Ist auf jeden Fall ganz schick über die Rechtevergabe bestimmte User (z.B. Eltern) von kritischen Daten fernzuhalten. Habe seit gestern auch eine IP-Kamera installiert und kann nun über's NAS vom Handy mich raufschalten ob alles ok ist. Schon ne praktische Sache sowas.
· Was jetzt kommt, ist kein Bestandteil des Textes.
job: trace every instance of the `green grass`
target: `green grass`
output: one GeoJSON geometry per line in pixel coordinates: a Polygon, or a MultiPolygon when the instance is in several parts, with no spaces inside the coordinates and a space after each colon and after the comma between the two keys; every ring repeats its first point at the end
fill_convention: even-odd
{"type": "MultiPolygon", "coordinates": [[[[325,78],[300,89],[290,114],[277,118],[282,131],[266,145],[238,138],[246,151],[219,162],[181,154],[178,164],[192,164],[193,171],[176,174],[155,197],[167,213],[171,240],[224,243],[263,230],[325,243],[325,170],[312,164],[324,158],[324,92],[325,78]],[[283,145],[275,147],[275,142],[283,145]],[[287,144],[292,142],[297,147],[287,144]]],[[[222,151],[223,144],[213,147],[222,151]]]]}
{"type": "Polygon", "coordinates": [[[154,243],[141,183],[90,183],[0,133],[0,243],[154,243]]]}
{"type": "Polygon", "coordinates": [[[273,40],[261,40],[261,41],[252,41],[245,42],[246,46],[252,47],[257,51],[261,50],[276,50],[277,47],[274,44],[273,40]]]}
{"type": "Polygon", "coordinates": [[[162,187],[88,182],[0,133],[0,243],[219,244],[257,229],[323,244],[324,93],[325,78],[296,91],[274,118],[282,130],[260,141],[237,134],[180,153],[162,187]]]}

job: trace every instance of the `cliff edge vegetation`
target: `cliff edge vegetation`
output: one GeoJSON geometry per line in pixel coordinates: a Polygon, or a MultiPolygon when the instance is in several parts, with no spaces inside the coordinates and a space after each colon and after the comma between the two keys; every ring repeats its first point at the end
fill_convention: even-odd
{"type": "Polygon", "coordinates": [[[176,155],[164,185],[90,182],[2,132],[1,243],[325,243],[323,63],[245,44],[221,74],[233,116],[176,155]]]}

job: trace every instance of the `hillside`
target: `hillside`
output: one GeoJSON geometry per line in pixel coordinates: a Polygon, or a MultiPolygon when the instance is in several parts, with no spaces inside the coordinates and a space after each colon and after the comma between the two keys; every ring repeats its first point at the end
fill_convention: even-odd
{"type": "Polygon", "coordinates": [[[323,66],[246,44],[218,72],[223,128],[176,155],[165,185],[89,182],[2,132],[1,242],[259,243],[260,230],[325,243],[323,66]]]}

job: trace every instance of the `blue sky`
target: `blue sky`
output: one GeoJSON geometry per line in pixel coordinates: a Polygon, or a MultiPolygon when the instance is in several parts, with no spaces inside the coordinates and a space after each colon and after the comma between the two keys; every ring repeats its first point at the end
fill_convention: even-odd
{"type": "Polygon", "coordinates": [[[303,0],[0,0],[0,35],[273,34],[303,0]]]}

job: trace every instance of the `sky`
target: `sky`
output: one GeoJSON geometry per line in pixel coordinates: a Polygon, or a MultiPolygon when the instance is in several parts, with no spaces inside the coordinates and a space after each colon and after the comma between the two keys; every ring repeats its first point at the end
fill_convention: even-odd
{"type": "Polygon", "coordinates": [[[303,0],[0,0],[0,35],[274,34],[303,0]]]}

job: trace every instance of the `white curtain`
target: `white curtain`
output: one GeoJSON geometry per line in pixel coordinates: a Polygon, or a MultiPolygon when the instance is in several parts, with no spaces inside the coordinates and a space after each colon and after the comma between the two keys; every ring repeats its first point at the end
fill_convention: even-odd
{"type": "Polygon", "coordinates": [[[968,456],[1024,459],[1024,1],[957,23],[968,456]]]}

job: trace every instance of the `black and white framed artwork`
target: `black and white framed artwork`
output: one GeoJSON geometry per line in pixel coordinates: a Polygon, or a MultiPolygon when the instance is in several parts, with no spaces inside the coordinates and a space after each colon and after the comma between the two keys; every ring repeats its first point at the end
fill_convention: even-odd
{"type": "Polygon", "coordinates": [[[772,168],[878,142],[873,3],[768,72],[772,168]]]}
Hab mich für das 215j als 2-Bay System entschieden, da es ggü. dem 1-Bay System einen größeren und damit (lt. Tests) leiseren Lüfter hat. War für mich ein kritischer Punkt.


----------



## NRJX (16. November 2015)

Hi

ich suche gerade auch eine NAS. Ich weiss noch nicht genau welche SYNOLOGY ich kaufe genau. Sicher eine DS215j 
aber ich schaue mir noch genauer an die "play" modelle bzw. die "+"-Modelle an. 
Ich hab ne Frage zu Konfiguration:

Ich will möglichst auf RAID (oder ähnliche Platten-Varbunde) bei den genannten Modellen komplett verzichten. 
Ich hab schon eine eigene Backup-Strategie. Kann man die Platten bei  den 2-bay-Synology-NAS auch wie ganz normale Festplatten konfigurieren? 
D.h. ohne RAID haben beide HDDs beispielsweise volle Kapazität.


----------



## Schleifer (16. November 2015)

meines Wissens sind die Platten in NAS nicht (zwingend) verbunden, sondern operieren getrennt voneinander. Nur bei Bedarf kann man ein Raid erstellen.


----------



## Abductee (16. November 2015)

Das RAID ist wie gesagt nur eine Option, kein Muss.


----------